Alper'le baş başa kalmak en son isteyeceğim şeydir sanırım. Ama oldu. Pis arkadaşlarım bunu da yaptı.
- Selin neden böyle olduk?
- Alper anlamıyorum, nasıldıkta nasıl olduk?
- Önceden sen beni severdin, ben seni. Şimdi benden kaçıyorsun. En yakın arkadaşımla çıkıyorsun. Duygularımı bile bile bana bunu yapıyorsun.
- Şimdi beni daha iyi anlayabilirsin.
- Lütfen bunu bize yapma. Mutlu olabiliriz.
- Ben mutluyum.
- Biliyorum, sen de beni seviyorsun. Beni unutmak için Alp'i kullanıyorsun. Kusura bakma ama o benim en yakın arkadaşım. Buna izin veremem.
- Alper sen paranoyaksın. Bunlar senin senaryoların. Şimdi geri çekil.
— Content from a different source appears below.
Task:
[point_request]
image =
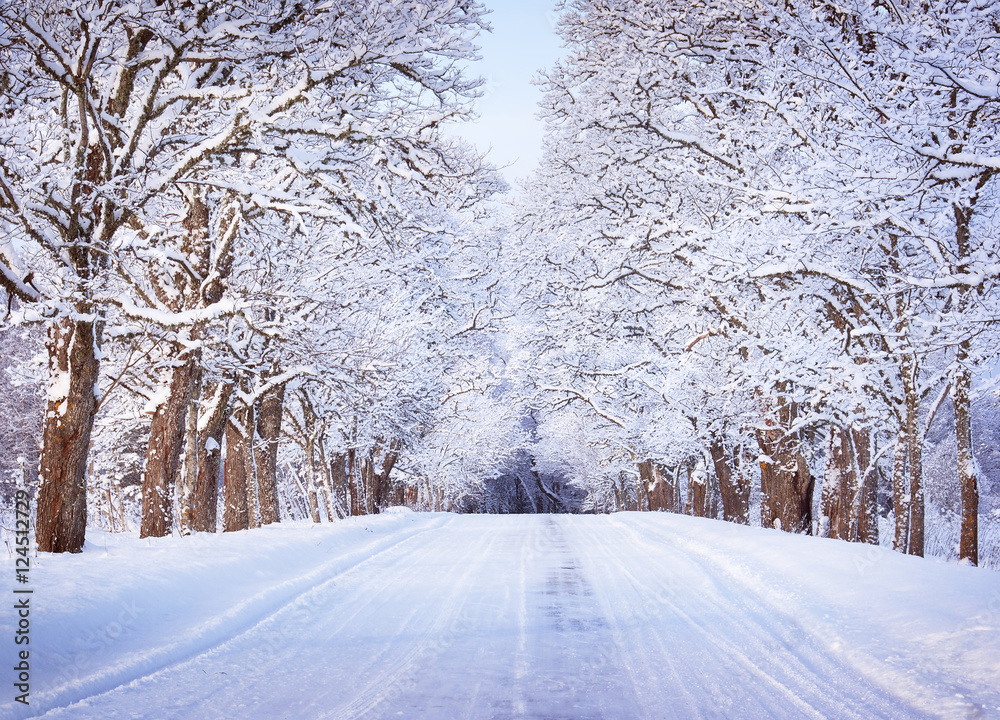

- Alp'le seni görmeye dayanamıyorum.
- Alper gider misin.
İyice yaklaşan Alper sonunda yaşamadığım tek şey olan Türk filmlerinin o nadide sahnelerini de yaşattı. O beni öpmeye çalışırken, ben onu iterken - keşke o anda orada bir vazo olsaydı, sumi'ye göz kırpıyorum- Alp mükemmel zamanlamasıyla ''Merak ettim nerede kaldın Selin?'' diyerek arka tarafa geldi. Tabi gördüğü manzara çok hoş değildi ve bizi gördüğü gibi okula doğru hızla ilerledi. Alper pis pis gülümsüyordu. ''Söylemiştim. Bu iş olmaz.'' dedi. ''Sevde seni arıyor, defol git yanına'' dedim.
Sanırım artık işler iyice çirkefleşti. Ama bunu düşünecek zamanım yoktu. Alp'i aramaya başladım. Sınıflarındaydı. Tek başına.
-Girebilir miyim?
- Hayır.
- Yanlış anladın.
- Neyi? Alper'i unutmak için beni kullanmanı mı, beni öptükten birkaç dakika sonra Alper'le öpüşmeni mi, yoksa en yakın arkadaşımla aramı bozmanı mı?
- Alp ben böyle biri değilim.
- Öyle mi? Hiç belli etmiyorsun.
- Alp bilmediğin şeyler var.
- Söyle o zaman. Yoksa.. bir daha eskisi gibi olamayız. Bir daha biz bir şey olamayız daha doğrusu ve bunu istemiyorum.
- Alper çok sinirliydi, orada ben istememiştim..
- Doğru anlamadım değil mi? Zorlamadı seni değil mi? Bu çok daha kötü.
- Alp işler sarpa sardı. Ne olacak bilmiyorum. Ne yapacağım bilmiyorum.
- Seni bilmem ama ben Alper'in ağzıyla burun mesafesi arasında bir düzenleme yapacağım.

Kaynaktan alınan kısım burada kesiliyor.